Consumption trends/loan rates

Kruse also said that in developing countries, per-capita consumption of rice has been declining. The reason is diet diversification.

“They’re eating more meat and other protein sources. When they do that, traditionally you’ll see a decline in rice consumption and a slight decline in wheat. Eventually, consumption of those crops tends to rise again because the population begins eating more processed products.

“Again, from a demand standpoint, we just can’t (agree with) the $20 per hundredweight prices (some project). Right now, our price outlook…is about $8.85. The USDA price is at $9.50 per hundredweight.”

As for the U.S. rice loan rate, “the last debate I heard was talking about lowering the long-grain loan rate and increasing the short- and medium-grain rates based on relative prices.

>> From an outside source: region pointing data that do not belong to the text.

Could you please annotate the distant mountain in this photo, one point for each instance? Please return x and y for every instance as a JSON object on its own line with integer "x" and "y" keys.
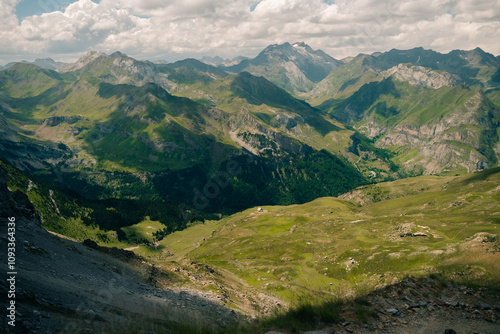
{"x": 295, "y": 67}
{"x": 213, "y": 60}
{"x": 107, "y": 122}
{"x": 46, "y": 63}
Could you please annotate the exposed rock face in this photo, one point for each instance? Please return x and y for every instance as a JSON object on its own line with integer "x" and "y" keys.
{"x": 453, "y": 142}
{"x": 63, "y": 285}
{"x": 421, "y": 76}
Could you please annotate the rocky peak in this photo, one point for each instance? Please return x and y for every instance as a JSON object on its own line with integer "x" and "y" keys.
{"x": 421, "y": 76}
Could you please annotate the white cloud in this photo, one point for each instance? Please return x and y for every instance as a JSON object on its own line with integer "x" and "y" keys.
{"x": 182, "y": 28}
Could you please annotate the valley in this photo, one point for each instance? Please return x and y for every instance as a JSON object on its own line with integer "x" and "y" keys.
{"x": 286, "y": 193}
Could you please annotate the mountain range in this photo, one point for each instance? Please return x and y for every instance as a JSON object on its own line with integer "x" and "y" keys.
{"x": 290, "y": 118}
{"x": 287, "y": 192}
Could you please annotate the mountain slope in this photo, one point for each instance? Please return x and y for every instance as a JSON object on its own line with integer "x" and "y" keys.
{"x": 431, "y": 130}
{"x": 130, "y": 138}
{"x": 294, "y": 67}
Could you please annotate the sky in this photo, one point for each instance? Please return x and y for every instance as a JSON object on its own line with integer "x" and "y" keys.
{"x": 176, "y": 29}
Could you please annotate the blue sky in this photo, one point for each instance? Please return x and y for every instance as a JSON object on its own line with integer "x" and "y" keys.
{"x": 176, "y": 29}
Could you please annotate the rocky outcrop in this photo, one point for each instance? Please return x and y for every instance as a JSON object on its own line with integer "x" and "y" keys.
{"x": 65, "y": 286}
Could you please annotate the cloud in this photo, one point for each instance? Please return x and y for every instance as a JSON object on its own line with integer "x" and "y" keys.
{"x": 182, "y": 28}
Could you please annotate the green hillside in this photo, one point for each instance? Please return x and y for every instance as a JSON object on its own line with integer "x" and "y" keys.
{"x": 336, "y": 248}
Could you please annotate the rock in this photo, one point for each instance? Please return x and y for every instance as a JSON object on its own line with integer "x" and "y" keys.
{"x": 90, "y": 243}
{"x": 485, "y": 306}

The idea is to come up with a formula to determine that.”

Such an approach would only be a short-term solution.

“Long-term, there may be more medium- and short-grain rice planted in Arkansas. The rice producers in California won’t be very excited about that. I’m not sure the producers are the ones raising this issue as much as USDA administrators.”

Currently, FAPRI is “gearing up for the farm bill debate which will largely occur next year during spring and summer. We’re not quite sure of the schedule yet, but that’s foremost on our agenda.”